This Forum is Closed

Science & Technology => Space Based Weapons => Topic started by: Try on August 23, 2010, 12:43:41 pm



Title: X37b space plane ...
Post by: Try on August 23, 2010, 12:43:41 pm
X37b

The Weaponization of Space: US to Launch Secret 'Space Warplane'


Global Research, April 20, 2010
Press TV - 2010-04-19





The United States Air Force has announced that it will launch a secret space plane that has sparked speculation about the militarization of space. 
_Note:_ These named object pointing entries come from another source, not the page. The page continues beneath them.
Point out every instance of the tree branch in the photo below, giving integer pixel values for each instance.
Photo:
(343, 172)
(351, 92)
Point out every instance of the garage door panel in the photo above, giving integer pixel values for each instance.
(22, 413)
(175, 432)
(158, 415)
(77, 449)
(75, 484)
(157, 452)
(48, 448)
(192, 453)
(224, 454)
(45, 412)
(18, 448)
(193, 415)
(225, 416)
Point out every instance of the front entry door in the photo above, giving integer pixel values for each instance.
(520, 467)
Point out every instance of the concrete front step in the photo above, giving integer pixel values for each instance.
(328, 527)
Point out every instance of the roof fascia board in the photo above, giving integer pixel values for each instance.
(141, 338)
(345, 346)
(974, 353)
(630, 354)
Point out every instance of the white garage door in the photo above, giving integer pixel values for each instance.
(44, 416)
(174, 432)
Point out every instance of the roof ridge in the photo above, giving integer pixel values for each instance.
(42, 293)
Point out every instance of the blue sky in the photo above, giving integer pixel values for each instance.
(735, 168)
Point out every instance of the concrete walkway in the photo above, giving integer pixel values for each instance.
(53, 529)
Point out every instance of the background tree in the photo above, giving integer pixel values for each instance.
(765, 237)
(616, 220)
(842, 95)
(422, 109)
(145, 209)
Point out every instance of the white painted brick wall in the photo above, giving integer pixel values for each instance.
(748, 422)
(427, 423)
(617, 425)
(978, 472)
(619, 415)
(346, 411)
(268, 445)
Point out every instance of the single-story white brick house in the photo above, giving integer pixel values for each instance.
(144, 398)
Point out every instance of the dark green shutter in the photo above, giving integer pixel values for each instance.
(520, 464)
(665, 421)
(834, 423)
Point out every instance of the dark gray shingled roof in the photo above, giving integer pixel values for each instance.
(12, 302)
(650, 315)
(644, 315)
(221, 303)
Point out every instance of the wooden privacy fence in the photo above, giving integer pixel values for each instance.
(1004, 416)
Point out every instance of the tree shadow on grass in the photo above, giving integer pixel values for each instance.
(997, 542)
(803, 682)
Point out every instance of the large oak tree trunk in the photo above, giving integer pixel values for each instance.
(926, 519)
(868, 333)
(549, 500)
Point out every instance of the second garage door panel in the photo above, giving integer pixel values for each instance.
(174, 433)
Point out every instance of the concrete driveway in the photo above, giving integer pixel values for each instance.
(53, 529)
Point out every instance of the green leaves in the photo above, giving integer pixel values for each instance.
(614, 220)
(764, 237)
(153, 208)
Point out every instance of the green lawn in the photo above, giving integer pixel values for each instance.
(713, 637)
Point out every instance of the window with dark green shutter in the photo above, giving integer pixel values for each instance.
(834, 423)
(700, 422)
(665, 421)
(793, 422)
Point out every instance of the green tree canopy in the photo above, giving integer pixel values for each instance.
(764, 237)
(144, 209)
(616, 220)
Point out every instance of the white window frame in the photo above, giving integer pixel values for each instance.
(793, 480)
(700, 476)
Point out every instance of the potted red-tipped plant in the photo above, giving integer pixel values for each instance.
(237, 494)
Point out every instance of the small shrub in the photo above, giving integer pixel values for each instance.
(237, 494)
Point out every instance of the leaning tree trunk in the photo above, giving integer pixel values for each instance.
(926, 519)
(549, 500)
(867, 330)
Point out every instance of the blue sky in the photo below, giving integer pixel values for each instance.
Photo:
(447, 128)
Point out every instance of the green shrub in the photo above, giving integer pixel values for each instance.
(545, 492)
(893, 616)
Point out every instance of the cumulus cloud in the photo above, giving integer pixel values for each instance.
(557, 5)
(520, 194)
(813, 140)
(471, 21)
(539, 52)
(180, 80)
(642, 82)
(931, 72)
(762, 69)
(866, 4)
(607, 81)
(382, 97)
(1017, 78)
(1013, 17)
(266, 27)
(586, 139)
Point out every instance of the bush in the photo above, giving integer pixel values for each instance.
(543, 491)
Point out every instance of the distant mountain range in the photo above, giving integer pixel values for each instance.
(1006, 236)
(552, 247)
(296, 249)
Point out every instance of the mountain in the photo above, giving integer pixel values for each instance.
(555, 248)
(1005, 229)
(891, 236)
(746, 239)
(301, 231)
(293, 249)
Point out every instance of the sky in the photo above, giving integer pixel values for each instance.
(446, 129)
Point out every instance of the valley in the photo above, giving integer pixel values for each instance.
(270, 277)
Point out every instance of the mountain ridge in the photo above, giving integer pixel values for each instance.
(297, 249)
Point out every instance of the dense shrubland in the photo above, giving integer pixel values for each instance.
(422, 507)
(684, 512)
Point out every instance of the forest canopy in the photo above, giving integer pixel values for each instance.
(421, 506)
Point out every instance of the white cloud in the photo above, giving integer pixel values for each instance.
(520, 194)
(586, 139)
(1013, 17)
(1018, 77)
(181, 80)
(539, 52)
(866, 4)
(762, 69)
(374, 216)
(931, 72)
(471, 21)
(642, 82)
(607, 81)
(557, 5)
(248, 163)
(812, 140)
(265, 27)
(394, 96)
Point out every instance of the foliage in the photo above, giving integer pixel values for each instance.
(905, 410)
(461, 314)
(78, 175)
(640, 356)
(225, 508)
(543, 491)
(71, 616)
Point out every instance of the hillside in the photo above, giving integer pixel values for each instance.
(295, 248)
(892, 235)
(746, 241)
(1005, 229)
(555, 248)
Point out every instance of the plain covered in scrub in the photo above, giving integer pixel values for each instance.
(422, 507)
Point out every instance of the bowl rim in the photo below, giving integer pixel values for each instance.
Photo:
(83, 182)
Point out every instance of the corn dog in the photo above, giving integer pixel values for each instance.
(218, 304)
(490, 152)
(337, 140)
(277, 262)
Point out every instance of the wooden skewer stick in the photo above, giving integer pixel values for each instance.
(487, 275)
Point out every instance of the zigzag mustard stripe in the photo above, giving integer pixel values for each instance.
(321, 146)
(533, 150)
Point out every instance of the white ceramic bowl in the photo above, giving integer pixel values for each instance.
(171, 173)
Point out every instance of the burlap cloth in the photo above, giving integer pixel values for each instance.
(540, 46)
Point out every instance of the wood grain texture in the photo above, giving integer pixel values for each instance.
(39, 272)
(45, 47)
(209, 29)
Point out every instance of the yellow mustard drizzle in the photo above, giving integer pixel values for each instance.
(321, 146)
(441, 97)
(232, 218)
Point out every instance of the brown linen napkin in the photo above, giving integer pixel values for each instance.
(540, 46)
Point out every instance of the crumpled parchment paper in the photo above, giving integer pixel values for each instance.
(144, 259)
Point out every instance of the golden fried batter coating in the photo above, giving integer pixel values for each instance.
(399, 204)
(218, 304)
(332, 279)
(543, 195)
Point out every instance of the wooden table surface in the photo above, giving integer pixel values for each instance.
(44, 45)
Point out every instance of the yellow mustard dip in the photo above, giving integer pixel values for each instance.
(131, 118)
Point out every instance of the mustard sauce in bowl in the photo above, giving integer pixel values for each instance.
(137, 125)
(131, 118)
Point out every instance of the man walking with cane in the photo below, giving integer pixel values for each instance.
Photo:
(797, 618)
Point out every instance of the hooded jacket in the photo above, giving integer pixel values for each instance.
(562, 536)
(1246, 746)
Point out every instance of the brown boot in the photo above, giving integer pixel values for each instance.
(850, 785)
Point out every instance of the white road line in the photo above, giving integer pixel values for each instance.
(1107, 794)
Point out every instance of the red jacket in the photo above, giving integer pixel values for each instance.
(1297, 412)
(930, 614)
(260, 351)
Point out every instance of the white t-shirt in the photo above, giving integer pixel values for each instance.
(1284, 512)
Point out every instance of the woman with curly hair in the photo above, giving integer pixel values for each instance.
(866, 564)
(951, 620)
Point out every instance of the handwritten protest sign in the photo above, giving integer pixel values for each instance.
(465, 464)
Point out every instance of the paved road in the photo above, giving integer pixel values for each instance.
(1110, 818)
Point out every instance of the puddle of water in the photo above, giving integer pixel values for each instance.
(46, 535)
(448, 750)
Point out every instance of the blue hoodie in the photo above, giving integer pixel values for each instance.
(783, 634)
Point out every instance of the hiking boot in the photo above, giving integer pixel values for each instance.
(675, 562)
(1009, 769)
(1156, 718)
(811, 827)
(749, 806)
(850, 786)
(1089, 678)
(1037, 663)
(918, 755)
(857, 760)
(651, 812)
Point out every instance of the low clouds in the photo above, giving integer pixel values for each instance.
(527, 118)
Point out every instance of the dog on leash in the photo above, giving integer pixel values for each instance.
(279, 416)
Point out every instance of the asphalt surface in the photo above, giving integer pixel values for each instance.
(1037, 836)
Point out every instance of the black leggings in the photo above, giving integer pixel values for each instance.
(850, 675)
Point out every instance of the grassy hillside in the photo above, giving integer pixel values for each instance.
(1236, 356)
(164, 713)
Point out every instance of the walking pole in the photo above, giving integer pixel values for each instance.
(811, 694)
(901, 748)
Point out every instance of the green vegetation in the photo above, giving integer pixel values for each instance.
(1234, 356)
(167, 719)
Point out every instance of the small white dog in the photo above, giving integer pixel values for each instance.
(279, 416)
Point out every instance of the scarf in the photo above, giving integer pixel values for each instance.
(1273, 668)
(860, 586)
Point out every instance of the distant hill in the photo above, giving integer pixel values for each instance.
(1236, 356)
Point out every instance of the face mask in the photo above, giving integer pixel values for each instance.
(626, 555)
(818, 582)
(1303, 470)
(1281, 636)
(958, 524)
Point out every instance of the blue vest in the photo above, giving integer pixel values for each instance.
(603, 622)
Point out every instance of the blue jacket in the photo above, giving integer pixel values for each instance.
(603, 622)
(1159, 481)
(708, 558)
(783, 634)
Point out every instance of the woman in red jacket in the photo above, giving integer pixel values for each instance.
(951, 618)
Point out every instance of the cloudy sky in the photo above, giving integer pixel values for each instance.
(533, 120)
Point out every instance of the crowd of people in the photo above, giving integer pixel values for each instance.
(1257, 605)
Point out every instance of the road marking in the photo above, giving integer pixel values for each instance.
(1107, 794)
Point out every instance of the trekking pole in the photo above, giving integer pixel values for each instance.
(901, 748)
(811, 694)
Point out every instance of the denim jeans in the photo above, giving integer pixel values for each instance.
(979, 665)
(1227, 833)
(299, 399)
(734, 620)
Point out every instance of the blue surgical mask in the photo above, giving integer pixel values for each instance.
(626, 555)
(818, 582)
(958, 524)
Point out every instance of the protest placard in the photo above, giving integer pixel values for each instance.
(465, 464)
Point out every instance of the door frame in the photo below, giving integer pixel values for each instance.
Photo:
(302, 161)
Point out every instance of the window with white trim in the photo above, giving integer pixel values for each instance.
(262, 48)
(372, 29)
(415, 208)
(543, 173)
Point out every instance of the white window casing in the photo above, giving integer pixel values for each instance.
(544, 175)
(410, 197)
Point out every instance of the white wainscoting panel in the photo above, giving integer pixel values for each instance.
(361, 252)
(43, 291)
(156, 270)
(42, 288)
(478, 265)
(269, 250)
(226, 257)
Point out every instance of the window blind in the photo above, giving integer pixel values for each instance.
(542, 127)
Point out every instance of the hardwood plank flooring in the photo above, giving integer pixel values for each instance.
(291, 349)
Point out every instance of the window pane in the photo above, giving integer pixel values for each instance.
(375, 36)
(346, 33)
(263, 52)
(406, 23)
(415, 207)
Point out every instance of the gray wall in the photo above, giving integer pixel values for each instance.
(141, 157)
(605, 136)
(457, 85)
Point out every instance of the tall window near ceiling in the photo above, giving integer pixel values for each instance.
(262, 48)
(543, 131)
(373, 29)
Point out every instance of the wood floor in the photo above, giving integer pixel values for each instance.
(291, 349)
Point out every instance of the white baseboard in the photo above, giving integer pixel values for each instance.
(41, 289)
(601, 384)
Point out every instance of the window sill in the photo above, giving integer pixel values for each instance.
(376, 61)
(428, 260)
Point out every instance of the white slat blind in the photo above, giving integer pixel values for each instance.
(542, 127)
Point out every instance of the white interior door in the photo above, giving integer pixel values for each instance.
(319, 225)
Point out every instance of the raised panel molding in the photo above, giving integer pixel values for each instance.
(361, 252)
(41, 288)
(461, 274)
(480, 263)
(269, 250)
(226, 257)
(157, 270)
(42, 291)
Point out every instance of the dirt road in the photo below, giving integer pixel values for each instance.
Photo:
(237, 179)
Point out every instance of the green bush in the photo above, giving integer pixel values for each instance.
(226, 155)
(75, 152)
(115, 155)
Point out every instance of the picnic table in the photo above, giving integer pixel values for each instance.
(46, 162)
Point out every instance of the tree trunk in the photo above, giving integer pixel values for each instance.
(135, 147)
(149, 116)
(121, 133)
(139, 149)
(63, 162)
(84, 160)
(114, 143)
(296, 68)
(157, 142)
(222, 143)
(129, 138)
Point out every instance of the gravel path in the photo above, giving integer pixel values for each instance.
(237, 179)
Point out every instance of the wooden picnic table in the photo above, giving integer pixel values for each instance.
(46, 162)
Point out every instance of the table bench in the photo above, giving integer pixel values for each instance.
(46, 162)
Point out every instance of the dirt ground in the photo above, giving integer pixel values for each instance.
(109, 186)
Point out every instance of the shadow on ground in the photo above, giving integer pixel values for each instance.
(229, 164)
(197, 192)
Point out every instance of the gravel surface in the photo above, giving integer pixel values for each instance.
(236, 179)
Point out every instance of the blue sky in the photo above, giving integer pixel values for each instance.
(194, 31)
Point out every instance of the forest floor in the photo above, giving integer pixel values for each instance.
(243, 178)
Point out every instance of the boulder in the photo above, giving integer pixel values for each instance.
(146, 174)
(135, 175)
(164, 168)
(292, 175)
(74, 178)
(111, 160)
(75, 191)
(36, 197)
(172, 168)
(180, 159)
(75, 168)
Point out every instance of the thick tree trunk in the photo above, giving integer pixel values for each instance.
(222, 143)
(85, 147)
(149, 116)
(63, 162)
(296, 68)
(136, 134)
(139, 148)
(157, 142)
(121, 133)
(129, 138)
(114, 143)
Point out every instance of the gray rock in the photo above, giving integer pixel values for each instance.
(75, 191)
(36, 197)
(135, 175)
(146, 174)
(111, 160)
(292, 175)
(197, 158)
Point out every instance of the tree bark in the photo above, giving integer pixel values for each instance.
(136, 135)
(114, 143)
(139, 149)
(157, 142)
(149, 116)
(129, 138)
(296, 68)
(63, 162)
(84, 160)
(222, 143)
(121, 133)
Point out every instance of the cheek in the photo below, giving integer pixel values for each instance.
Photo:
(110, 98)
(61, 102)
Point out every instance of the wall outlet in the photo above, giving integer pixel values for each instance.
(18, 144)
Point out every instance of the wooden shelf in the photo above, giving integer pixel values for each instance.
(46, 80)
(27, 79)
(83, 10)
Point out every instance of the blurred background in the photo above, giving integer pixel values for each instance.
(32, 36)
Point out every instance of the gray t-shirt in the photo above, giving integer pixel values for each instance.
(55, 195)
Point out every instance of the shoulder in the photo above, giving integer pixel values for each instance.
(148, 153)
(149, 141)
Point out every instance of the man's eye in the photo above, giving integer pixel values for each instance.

The Pentagon has set April 21 as the date for the launch of the robotic space plane known as the X-37B Orbital Test Vehicle (OTV), which is a reusable unmanned plane capable of long outer space missions at low orbits. 

Since the nature of the project is shrouded in mystery, defense analysts allege that the US military is building the first generation of US 'space Predator drones' that will build up the United States' space armada, the Christian Science Monitor wrote in a recent article. 

Military experts argue that the US Department of Defense would not have saved NASA's costly X-37B project, which had been scrapped, if it did not have a military application. 

They say the US wants to maintain a leading role in space via the development of the new 'space weapon' at a time when other countries like China are expanding their space programs. 

However, US military officials maintain that the X-37B will only be used for transporting payloads and facilitating space experiments. 

The OTV is capable of supporting a range of tests, the Air Force spokesperson for the project said earlier at the 26th National Space Symposium. 

"The first mission will emphasize proving technologies necessary for long duration reusable space vehicles with autonomous reentry and landing capabilities," Angie Blair added. 

She went on to say that the "specific details of the OTV capabilities, limitations and vulnerabilities" remain classified. 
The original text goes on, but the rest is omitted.